By 6:30, my alarm app has lost faith in me. Even it seems to sigh before ringing.
The real tragedy? I don’t even need five more minutes of sleep. I just want five more minutes of denial — a spiritual pause before facing reality, emails, and human interaction.
On particularly ambitious days, I set five alarms: 6:00, 6:10, 6:20, 6:30, and 6:45. You’d think that would work. But no. My brain treats them like background music. Once, I even dreamed I was in a nightclub — the DJ was literally my alarm ringtone.

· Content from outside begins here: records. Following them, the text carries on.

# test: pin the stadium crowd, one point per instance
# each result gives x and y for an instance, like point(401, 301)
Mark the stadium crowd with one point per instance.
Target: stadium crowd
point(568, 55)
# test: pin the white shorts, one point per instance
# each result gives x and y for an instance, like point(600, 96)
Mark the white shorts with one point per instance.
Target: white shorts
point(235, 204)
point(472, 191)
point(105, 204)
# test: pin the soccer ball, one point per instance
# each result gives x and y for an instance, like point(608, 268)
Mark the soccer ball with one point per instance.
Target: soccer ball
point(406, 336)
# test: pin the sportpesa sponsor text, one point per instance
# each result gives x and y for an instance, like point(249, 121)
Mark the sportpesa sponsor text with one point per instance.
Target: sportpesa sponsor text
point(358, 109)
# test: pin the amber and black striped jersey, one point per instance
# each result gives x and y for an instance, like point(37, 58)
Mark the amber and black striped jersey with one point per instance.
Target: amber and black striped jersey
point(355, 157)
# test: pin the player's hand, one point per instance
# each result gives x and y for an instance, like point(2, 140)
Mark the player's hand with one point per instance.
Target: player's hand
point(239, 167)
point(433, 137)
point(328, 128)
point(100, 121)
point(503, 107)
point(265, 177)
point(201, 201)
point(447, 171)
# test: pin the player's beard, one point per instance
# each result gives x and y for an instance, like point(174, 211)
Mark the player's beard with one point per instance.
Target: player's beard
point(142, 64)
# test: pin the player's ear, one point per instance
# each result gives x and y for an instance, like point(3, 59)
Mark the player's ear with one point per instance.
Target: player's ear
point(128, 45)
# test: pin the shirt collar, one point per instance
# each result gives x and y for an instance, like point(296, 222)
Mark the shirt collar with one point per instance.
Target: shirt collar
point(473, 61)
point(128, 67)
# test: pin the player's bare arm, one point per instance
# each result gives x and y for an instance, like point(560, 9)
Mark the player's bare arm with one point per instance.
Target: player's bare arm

My mother, of course, finds this hilarious. “In our time,” she says, “we didn’t need alarms. The body had discipline.”
I wanted to tell her my body has discipline — it just disciplines me to stay in bed.
Last week, I finally decided to “hack my sleep” with a smart alarm app that claims to track REM cycles. It analyzed my data and sent a report:
“You experience high emotional resistance to mornings.”
In simpler words — I’m lazy. But scientific.
And so, every morning, I continue my eternal battle with the alarm clock. It’s a toxic relationship — full of lies, false hope, and broken promises.
Still, I set it again every night. Because hope, like my alarm, never stops ringing.